I never see eccodes.WrongStepUnitErrors.

(Incidentally, I know that there is a PR currently in to cfgrib to fix this: https://github.com/ecmwf/cfgrib/pull/371, but I don't know when it will be merged and released. Note that this is not a bug in eccodes, but a feature of the newest version of eccodes that is not fully accepted in cfgrib yet.)

kmpaul commented 6 months ago

Are you seeing other CFGRIB errors that are somehow recoverable/fixable in Kerchunk?

I only ever see the ValueErrors, but they can be avoided in 2 ways:

  1. hack cfgrib.cfmessage.from_grib_step() to change the default values of the step_key parameter from "endStep" to "endStep:int" (and for completeness, do the same for the step_unit_key parameter and make the same changes to cfgrib.cfmessage.to_grib_step()).

  2. modify scan_grib to deal with the special edge case of coord2 == "step" and change it to coord2 = "step:int".

The first option pushes the changes to cfgrib (which is coming in ecmwf/cfgrib#371, but who knows when), and the second option hacks kerchuck to deal with the issue temporarily while the upstream issues are resolved.
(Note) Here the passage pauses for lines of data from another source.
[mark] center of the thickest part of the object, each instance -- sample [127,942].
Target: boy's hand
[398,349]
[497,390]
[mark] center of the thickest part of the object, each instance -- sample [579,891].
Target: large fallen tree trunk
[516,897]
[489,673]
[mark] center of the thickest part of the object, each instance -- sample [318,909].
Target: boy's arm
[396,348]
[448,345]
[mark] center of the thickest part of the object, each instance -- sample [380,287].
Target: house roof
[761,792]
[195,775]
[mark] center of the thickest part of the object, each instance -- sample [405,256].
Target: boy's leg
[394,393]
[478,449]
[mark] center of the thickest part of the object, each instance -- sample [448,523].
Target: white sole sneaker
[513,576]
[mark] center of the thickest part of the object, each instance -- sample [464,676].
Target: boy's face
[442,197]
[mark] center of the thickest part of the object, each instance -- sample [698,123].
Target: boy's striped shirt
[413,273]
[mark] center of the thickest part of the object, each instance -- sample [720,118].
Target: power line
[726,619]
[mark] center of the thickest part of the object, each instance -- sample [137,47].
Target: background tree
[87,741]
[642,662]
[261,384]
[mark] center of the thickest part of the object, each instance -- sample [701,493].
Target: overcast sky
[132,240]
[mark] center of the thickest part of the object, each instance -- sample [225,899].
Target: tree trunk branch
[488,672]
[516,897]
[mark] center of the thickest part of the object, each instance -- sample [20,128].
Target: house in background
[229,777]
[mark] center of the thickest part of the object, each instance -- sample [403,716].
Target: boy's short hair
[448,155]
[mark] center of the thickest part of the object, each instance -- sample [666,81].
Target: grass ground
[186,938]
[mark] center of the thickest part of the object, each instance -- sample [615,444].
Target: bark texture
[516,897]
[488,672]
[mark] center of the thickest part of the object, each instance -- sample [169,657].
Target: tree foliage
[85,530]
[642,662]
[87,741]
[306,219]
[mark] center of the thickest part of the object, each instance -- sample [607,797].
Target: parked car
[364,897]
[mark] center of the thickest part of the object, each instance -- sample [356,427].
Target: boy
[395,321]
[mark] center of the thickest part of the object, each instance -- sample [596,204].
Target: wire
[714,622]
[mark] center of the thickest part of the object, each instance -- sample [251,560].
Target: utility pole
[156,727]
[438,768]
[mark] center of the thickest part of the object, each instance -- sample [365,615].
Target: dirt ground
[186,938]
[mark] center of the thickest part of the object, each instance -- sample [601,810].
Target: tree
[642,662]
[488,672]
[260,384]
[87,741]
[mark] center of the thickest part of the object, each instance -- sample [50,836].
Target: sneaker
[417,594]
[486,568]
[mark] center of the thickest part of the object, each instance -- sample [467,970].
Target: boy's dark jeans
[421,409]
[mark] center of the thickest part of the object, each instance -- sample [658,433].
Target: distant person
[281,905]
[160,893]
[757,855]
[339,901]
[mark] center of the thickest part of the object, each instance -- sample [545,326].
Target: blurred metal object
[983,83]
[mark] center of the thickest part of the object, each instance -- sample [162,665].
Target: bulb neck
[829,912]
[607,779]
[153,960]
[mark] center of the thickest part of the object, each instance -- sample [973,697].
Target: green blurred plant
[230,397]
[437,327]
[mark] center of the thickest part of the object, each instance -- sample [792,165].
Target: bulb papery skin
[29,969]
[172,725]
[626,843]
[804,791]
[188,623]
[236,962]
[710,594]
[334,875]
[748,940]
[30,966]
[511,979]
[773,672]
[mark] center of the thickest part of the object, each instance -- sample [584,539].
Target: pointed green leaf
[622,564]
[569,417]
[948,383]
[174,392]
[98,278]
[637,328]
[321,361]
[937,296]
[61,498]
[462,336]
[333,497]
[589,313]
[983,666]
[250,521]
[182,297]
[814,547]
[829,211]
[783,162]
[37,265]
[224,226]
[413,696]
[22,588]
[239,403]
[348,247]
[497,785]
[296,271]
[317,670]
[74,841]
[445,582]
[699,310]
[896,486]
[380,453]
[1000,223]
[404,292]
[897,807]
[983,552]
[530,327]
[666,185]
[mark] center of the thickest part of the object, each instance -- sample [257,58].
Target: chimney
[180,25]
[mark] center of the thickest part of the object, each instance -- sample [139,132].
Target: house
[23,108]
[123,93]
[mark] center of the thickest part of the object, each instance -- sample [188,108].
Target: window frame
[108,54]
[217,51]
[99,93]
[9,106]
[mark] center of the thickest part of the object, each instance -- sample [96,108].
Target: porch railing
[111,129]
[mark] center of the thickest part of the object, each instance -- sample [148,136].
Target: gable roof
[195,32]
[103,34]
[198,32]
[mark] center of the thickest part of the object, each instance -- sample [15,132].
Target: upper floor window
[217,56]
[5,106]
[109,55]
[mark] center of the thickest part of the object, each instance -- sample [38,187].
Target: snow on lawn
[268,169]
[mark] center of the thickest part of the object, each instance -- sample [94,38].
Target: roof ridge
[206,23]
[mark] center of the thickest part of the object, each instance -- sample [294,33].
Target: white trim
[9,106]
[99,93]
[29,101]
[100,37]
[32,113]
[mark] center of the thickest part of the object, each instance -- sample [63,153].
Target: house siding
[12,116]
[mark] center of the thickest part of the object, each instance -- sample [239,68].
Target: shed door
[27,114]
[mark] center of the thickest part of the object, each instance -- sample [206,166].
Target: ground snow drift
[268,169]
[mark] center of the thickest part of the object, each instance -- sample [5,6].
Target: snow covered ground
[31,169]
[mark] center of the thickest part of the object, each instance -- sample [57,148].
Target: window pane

If you like, I can put together a PR that essentially deals with this edge case, something like:

 coord2 = {"latitude": "latitudes", "longitude": "longitudes", "step": "step:int"}.get(coord, coord)
 try: 
     x = m.get(coord2) 
 except eccodes.WrongStepUnitError as e: 
     logger.warning( 
         "Ignoring coordinate '%s' for varname '%s', raises: eccodes.WrongStepUnitError(%s)", 
         coord2, 
         varName, 
         e, 
     ) 
     continue 
emfdavid commented 6 months ago

That is cool - I poked around for a while and gave up. This looks much better.

If I understand correctly, we can put your patch in place in kerchunk now, and it should be forward compatible with cfgrib after the problem is corrected there. Then we can leave your patch in kerchunk in place until most users are up to date with cfgrib and eccodes updates.

martindurant commented 6 months ago

Sounds like a plan!

kmpaul commented 6 months ago

I just create PR #450.

kmpaul commented 6 months ago

See comments in #450 for updates.

TL;DR: This bug only comes up because of changes in the most recent versions of eccodes (2.34+).